The year is marching on.

Passover is fast approaching.

We know the theme – going from a narrow place to a wide expanse. Min Hameitzar karate yah v’anani v’merchav yah. (Psalm 118) The writer Michael Walzer wrote: wherever you live, it is probably Egypt; second; that there is a better place, a world more attractive, a promised land; and third, that the way to the land is through the wilderness.

That is the theme of the holiday: moving from oppression to freedom; opening our hearts, our homes and our tables, as the Haggadah calls, “Let all who are hungry come and eat.”

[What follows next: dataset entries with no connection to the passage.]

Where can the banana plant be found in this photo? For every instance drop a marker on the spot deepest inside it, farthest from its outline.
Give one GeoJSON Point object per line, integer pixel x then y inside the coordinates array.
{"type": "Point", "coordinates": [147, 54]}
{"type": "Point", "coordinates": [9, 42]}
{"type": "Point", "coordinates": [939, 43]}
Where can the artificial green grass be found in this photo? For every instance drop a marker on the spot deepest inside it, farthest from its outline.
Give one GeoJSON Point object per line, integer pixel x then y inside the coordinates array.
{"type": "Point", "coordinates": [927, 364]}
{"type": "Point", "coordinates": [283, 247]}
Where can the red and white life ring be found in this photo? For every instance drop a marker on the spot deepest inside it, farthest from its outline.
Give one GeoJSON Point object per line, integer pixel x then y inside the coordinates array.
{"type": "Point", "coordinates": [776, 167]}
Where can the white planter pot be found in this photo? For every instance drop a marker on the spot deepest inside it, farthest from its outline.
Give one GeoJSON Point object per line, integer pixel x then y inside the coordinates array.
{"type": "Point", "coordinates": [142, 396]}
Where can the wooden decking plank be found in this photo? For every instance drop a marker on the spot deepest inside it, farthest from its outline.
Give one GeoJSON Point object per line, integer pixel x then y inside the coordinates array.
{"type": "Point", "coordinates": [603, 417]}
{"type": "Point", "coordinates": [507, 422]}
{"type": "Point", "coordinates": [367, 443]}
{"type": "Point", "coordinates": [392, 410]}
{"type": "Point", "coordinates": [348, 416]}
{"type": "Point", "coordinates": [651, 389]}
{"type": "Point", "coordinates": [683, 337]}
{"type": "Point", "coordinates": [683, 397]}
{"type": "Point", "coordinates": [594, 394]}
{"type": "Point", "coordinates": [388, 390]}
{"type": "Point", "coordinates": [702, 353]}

This year, we at FPS wanted to reach out to the unaffiliated – to friends and to family of our members – to open our doors pre-Passover on 20th April – to converse about what it means to be Jewish right now; to meet the central story of our tradition and tell the Seder, “We were slaves in Egypt…”

Because what will Pesach be like this year? What will we add to our telling to reflect what is happening around us? Rabbi Joseph Soloveitchik, a thoughtful and interesting Orthodox rabbi, wrote, “the Egyptian experience may therefore be regarded as the fountainhead and moral inspiration for the teaching of compassion, which is so pervasive in Jewish law.” We all know the goal of Jewish law and tradition is to cultivate people of compassion. There are various ways to do that with the Seder and Passover experience.

Some might add a beetroot to the seder plate as a sign of solidarity for the ongoing war against Ukraine – beetroot being an obvious national food – think borscht. Rabbi Igor Zinkov suggests eating it after the bitter herbs and using its Hebrew name selek (סלק) and seeing in it the word for retreat, yistalku (יסתלקו).

May it be your will Eternal God that all enemies will retreat.

Some may set an extra seat for one of the hostages, an initiative by the Board of Deputies, printing a picture and talking about an individual far from home and the redemption and release the Passover story tells.

Some may place an olive branch – the symbol of peace – or a few olives on the Seder plate. Olive trees have long been destroyed by Israeli settlers, leading to Palestinian suffering. Rabbis for Human Rights in Israel (a multi denominational group) often replant them with communities. Now, with the devastation of Gaza and mass starvation there, perhaps some will set an empty bowl on their seder table, or even bird seed, to represent what some are reduced to foraging and eating. This could perhaps open conversations about different suffering as we list the biblical plagues. We’ll have a chance to talk about what we all might like to do.